"Brazil is burning!" will likely be seen in headlines again, now that the drought and fire season in Brazil has started.

So far in 2020, there has been disturbingly large deforestation in Brazil, and the Rainforest Fund fears that twice as much Brazilian rainforest may burn in the coming months compared to last year.

Brazil's populist president Bolsonaro seems to cheer on the harm rather than to stop it. The world's environmental organizations are concerned, and we should all be.

After all, it is our common planet that is at stake. We need a "clean supply chain" now - not in a year.

Fortunately, we are seeing the results of our work in Brazil now, because the three major Brazilian soy suppliers to Norway's aquaculture producers are committed to becoming a completely deforestation-free value chain -- a so-called "clean supply chain". But we must make them understand that we need a "cut-off" date now, and not in a year, to prevent a deforestation rush before this takes effect. Here we must be aware of our responsibility, because we only have a few weeks to fix this.

Soy suppliers for Norwegian salmon need a 100-percent deforestation-free value chain

The three suppliers Caramuru, Imcopa and CJ Selecta have supplied deforestation-free soy to us for a number of years, but the Brazilians are now moving forward and ensuring that their soy farmers who do not deliver to Norwegian salmon will not clear forests on their property as they are entitled to, according to Brazilian law.

In other words, refrain from legal deforestation.

Skretting has for a long time, been in dialogue with our Brazilian suppliers to make them take greater responsibility for sustainability in their value chain. Now they are delivering, proving that it has made sense not to pull us out of Brazil. Working hard on the ground where the problems are, has a greater effect than a boycott.

This shows that it is possible to bring about change and help the environment.

A joint project

Last year, Skretting joined forces with Cargill Aqua Nutrition, Biomar, Mowi, ProTerra and Brazilian soybean producers to take responsibility outside the salmon value chain. We established the group ‘Aquaculture Dialogue on Sustainable Soy Sourcing from Brazil’ and received measures for better traceability, transparency and supplier requirements for Brazilian soy. Grieg and Mowi in particular have been working to get a "clean supply chain" in recent months, and they deserve extra praise for their efforts. With this, Norwegian aquaculture has once again taken the lead with our suppliers on how things can be done, and it is a good day for us who are concerned about sustainability.
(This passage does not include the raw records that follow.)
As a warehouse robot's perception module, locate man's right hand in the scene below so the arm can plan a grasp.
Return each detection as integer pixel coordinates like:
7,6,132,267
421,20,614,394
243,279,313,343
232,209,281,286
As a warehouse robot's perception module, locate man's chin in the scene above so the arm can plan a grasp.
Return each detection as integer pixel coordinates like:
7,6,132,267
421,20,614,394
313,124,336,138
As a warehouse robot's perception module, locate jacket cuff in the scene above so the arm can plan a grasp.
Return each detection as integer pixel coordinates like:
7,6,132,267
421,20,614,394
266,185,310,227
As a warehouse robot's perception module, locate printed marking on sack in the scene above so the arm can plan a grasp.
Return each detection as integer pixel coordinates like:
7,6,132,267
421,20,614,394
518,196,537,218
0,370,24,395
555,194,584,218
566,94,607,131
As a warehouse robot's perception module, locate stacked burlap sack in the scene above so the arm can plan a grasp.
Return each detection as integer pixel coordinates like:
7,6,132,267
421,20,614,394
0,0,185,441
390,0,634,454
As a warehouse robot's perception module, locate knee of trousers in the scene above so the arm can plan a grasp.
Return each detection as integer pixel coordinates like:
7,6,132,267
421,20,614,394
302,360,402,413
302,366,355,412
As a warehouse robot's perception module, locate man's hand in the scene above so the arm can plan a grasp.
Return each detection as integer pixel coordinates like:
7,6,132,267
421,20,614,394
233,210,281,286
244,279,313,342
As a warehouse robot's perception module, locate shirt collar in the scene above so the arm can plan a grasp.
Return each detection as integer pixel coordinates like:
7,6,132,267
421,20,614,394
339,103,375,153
Fortunately, everyone can benefit from this since these producers deliver to all feed companies.

The challenge with a cut-off date

Environmental organizations have been pushing for a clean-supply chain. Now they get it, but they are not happy that the "cut-off" date is set for the third quarter of 2021.

They fear that Brazilian farmers will use the opportunity and cut down forests before the "cut-off" date takes effect. At Skretting, we completely agree with the Rainforest Fund and WWF in Brazil. We pay tribute to our suppliers of soy protein concentrate (SPC)--Caramuru, Imcopa and CJ Selecta--as they are now completely deforestation-free, because no soy group has done this before.

SPC accounts for only 2 percent of Brazilian soy production, but we hope that this can have an infectious effect on the remaining 98 percent. Soy is used for livestock and human consumption, and it would have really worked if a "cut-off" date this year would also have been implemented by the major global companies that trade in soy.

Now, not in a year

Skretting strongly urges that the "cut-off" date for our SPC manufacturers be moved to now, and not a year ahead.

This is something we are working on intensely these days, and we hope to see the results of this soon.

At the same time, we would like to thank everyone else in Norwegian aquaculture--fish farmers, raw material buyers and feed companies--for the efforts they made to make this happen.

Staying in Brazil and not pulling ourselves out has proven to be right. Norwegian aquaculture has done the right thing in relation to soy. We can all be proud of that. But let's not stumble upon the finish line.

Yes, to a deforestation-free value chain, but we need it now. Not in a year!

Mads Martinsen is marketing director at Skretting Norway.